Tuesday, March 23, 2010

Berawal Dari Bangku yang Sama

 Dedicate to my friends LG a.k.a Lubis Grafura



 
Tahun 2002. Masih teringat suara riuh para murid Jurusan Bahasa yang bermigrasi dari ruang laboratorium fisika ke kelas Bahasa yang sesungguhnya. Berlokasi di pojokan, berdekatan dengan kamar mandi dan toilet. Seakan memberikan gambaran bahwa kami adalah siswa TPA, Tempat Penjurusan (paling) Akhir. Dengan kata lain, jurusan buangan terakhir. Artinya, bila tak masuk jurusan IPA ataupun IPS, maka kelas terakhir yang menerimamu dengan tangan terbuka adalah bahasa.
Meskipun dipungkiri, tapi fakta memang menyakitkan. Bahwasanya hanya beberapa siswa yang kurang dari separuh jumlah total murid yang berminat di jurusan itu. Dalam artian menempatkan pilihan di atas jurusan IPA dan IPS. Ketika ditetapkan sebagai anak bahasa, dirimu sedikit meradang dan seakan masa depan suram menanti. Setiap hari pembahasan yang ada hanya tentang masa depan yang tak terlihat jelas. Tak ada UMPTN kelompok Bahasa, yang ada hanya dua jurusan yang selalu diagung-agungkan, yaitu IPA dan IPS.
 Bahkan ketika Ibu Anna Atikah selaku wali kelas kita datang dan memberikan pencerahan jika belum terlambat untuk pindah jurusan. Kamu terlihat antusias sekali seolah berita itu adalah angin surga di telingamu dan sangat mengoda hatimu untuk berpaling ke IPA. Semenjak hari itu, dirimu bimbang dan terus mengajak untuk berpindah jurusan.
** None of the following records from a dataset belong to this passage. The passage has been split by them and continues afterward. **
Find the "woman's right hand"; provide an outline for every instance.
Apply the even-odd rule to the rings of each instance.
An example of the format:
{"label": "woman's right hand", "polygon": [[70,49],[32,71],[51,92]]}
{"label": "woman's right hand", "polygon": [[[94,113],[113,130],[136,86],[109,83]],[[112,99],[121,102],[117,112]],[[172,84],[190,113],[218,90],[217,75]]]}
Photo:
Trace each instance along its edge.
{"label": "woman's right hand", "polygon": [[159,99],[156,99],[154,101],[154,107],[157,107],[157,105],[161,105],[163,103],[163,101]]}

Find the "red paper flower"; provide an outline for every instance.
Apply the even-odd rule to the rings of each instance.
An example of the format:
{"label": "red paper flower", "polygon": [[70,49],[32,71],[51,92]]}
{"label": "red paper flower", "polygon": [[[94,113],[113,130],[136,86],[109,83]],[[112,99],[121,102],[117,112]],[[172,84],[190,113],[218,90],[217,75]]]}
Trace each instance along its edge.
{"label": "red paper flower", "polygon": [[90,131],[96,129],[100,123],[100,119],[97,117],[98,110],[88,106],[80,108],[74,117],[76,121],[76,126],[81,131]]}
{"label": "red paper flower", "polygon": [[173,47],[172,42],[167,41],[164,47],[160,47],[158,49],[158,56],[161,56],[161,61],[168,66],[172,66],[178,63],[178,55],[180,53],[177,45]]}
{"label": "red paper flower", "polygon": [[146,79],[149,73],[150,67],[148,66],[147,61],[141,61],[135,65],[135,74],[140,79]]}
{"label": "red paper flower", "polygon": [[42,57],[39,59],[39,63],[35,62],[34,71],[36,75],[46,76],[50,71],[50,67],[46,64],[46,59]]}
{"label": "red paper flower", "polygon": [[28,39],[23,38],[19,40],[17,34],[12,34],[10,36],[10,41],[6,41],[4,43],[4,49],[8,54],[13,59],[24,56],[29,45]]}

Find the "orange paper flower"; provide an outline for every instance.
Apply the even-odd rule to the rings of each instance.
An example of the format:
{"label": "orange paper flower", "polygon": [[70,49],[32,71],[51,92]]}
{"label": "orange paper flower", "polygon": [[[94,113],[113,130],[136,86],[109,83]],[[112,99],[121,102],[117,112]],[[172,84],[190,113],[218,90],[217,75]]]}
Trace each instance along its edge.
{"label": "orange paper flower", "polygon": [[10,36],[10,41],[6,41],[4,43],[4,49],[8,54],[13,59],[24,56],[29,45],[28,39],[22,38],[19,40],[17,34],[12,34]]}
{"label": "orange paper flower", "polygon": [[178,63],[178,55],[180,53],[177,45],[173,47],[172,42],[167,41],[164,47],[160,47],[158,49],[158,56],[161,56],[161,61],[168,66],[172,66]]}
Aku kukuh, meskipun sedikit tergoda.  
Hari yang terlewati seperti mengaduk-aduk pendirianmu, tetap tinggal di kelas bahasa atau berpindah ke jurusan yang katanya ”kastanya” lebih tinggi. Di situ, dirimu mungkin terlihat masih sodaraan ma bunglon, masih suka plin-plan menentukan arah. Akhirnya dirimu punya pendirian juga setelah melewati masa bunglon.
Hari-hari berikutnya, kita mencoba menjalaninya dengan normal. Mengikuti kata bapak ibu guru pengajar, tapi akhirnya bosen juga. Kubawakan dirimu soal-soal UMPTN milik saudaraku yang pada tahun itu tidak lulus. Walhasil siapa bermain api, akhirnya terbakar juga. Kau masih inget waktu itu? Pak Muhammad, guru Kebudayaan, merasa pelajarannya dilecehkan karena kau mengerjakan soal UMPTN saat pelajaran beliau.
Gara-gara kebagian membereskan projector pelajaran Sejarah, kita dapat bangku urutan paling depan di kelas baru. Sengaja atau tidak, akhirnya kita sebangku. Padahal aku pingin di bangku pojok. Dan akhirnya dari awal sampai akhir tetep di depan. Dengan dirimu!  
Jadi mulai di sini, aku mulai mengenal betul dirimu. Angkuh dan sederhana. Seseorang dengan Identitas kacamata. Entah sudah berapa minusmu itu. Yang kutahu, dari ceritamu, kamu udah memakainya sejak SMP. Tapi kacamatamu itu menunjukkan simbol kecerdasan bagi dirimu. Logikamu jalan. Cuman kadang berjalan lambat atau bahkan nge-hang di tengah jalan. Itulah yang selalu kuingat, logic. Ya, logic. Berperawakan kurus menambah kata cerdas melekat pada dirimu.
 Berani, aku rasa. Seluruh kelas respect kepadamu untuk masalah keberanian, tegas dan lugas dalam menyikapi permasalahan yang berkaitan dengan sosial. Terbukti ketika dirimu membuang ”pil” terlarang dari salah seorang teman. Alih-alih menyelamatkan teman, tapi ia malah membencimu. Walau akhirnya ia sangat berterima kasih juga pada keberanianmu.
Kepemimpinanmu memang belum teruji betul karena dirimu selalu menolak untuk menjadi ketua kelas. Terlihat di sini bahwa kamu tidak mempunyai ambisi atau tidak terlalu ambisius untuk menjadi pemimpin. Namun, untuk menjadi yang terbaik, kamu terlalu ambisius!
Future oriented, selalu berpandangan ke depan. Nanti bagaimana, bagaimana, dan bagaimana. Seperti takut duluan menghadapi masa depan. Seperti halnya orang yang me-nuhankan asuransi karena takut menghadapi hal yang terburuk dalam hidup. Tapi ada baiknya juga karena dirimu gak selalu menyepelekan sesuatu yang berhubungan dengan masa depan, seperti halnya memilih jurusan. Namun jika sudah dihadapkan dengan masalah untuk mengambil keputusan (terutama asmara), dirimu termasuk dalam kategori bad decision maker. Selalu diwarnai kebimbangan, dipikir dalam-dalam, terlalu lama, walau akhirnya diputuskan juga. Hal itu sesungguhnya menyiksa dirimu sendiri, jika kau  sadari.  Bagaimanapun juga, itu adalah dirimu, bukan orang lain!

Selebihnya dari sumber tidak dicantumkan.